22. A method of treating a hydrocarbon oil feedstream to a delayed coking unit to maximize the ratio of yield of liquids-to-light gases, and to minimize formation of coke, the method characterized by:
a. mixing an oil-soluble catalyst with the hydrocarbon oil feedstream to provide a uniform mixture, wherein the oil-soluble catalyst is an organometal complex selected from the group consisting of compounds containing metals from the elements of IUPAC groups 4-12 of the Periodic Table, and combinations thereof;
b. contacting the uniform mixture with a predetermined amount of hydrogen from a source of pressurized hydrogen under predetermined conditions of temperature and pressure to saturate the feedstream with the hydrogen in a hydrogen distribution zone that is upstream of the delayed coking unit, wherein the hydrogen distribution zone comprises a mixing column or vessel having a plurality of manifolds each connected to the source of pressurized hydrogen, and wherein each of the manifolds comprise spaced-apart nozzles, jets or orifices, wherein hydrogen is discharged through the nozzles, jets or orifices, and creates zones of turbulence that promote absorption of hydrogen in the feedstream to form a single-phase hydrocarbon oil feedstream containing dissolved hydrogen and catalyst;
c. recovering from the hydrogen distribution zone a-the single-phase hydrocarbon oil feedstream containing dissolved hydrogen and catalyst;
d. maintaining the hydrocarbon oil feedstream containing dissolved hydrogen and catalyst under single-phase conditions to promote reaction of the dissolved hydrogen with free radicals formed in the feedstream and to promote catalyzed hydrodesulfurization of any sulfur-containing compounds present in the feedstream;
e. introducing the catalyst and dissolved hydrogen-containing feedstream into a coking unit furnace upstream of the coking unit to heat the feedstream to a predetermined coking temperature;
f. introducing the catalyst and dissolved hydrogen-containing feedstream that is heated to the predetermined coking temperature into the coking unit; and
g. recovering a coking unit product stream that is free of catalyst and forming a coke product that contains the catalyst.

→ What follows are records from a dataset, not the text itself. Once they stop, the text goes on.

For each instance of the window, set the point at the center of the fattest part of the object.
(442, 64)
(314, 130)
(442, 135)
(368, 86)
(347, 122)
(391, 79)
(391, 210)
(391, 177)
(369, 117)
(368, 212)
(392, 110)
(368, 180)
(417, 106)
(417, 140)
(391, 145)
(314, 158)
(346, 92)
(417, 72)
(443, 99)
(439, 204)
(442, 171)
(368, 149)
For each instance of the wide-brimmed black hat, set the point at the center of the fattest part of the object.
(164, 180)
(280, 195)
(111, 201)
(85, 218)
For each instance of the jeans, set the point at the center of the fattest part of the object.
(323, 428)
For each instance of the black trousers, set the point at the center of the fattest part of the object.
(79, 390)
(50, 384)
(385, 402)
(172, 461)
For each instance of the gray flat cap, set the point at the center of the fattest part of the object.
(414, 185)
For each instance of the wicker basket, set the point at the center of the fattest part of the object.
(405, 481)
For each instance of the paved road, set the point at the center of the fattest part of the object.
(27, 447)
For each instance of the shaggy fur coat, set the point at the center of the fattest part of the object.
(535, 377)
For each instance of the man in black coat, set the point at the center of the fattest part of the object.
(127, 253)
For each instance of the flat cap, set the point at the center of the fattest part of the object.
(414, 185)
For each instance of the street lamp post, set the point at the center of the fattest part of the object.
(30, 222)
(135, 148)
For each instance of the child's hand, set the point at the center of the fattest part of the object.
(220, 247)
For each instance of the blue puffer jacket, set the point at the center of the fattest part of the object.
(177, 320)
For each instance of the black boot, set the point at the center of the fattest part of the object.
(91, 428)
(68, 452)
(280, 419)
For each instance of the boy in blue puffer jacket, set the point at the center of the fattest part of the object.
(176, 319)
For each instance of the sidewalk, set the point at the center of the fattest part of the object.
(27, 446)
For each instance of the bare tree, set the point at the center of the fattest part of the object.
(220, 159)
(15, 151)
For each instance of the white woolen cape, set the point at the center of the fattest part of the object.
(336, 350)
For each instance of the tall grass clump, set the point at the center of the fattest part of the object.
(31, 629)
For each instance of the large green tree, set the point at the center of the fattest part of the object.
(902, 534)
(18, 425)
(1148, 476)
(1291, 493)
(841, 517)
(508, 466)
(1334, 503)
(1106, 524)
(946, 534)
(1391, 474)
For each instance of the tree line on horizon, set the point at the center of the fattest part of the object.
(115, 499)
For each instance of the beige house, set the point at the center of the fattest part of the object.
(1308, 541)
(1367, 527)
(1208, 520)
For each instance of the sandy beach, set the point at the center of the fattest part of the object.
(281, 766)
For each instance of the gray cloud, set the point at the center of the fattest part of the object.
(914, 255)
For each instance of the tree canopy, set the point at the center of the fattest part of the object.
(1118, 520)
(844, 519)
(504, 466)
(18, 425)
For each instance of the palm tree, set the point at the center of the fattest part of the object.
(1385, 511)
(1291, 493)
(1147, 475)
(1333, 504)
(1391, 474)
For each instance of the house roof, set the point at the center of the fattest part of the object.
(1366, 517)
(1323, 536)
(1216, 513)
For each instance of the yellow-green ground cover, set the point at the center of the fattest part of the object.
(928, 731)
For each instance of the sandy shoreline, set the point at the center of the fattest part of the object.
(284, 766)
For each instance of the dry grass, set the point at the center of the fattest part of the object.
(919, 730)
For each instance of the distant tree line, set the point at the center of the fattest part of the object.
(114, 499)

23. A method of treating a hydrocarbon oil feedstream to a delayed coking unit to maximize the ratio of yield of liquids-to-light gases, and to minimize formation of coke, the method characterized by:
a. contacting the hydrocarbon oil feedstream with an excess of hydrogen under predetermined conditions that are favorable to maximizing the solubility of the hydrogen in the feed stream in a hydrogen distribution zone that is upstream of the delayed coking unit;
b. introducing the feedstream containing the dissolved hydrogen and the excess hydrogen gas into a flashing zone;
c. recovering from the flashing zone a hydrogen gas stream and a single-phase hydrocarbon oil feedstream containing dissolved hydrogen;
d. heating the hydrocarbon oil feedstream containing dissolved hydrogen under temperature and pressure conditions to maintain a single-phase to promote reaction of the dissolved hydrogen with free radicals formed in the feedstream by thermal cracking;
e. introducing the feedstream, hydrogenated reaction products and any remaining dissolved hydrogen into a coking furnace upstream of the coking unit to heat the feedstream to a predetermined coking temperature;
f. introducing the feedstream that is heated to a predetermined coking temperature from the coking furnace into the coking unit; and
g. recovering a coking unit product stream having a reduced amount of heavy polymerized hydrocarbon molecules as compared to a feedstream not containing dissolved hydrogen.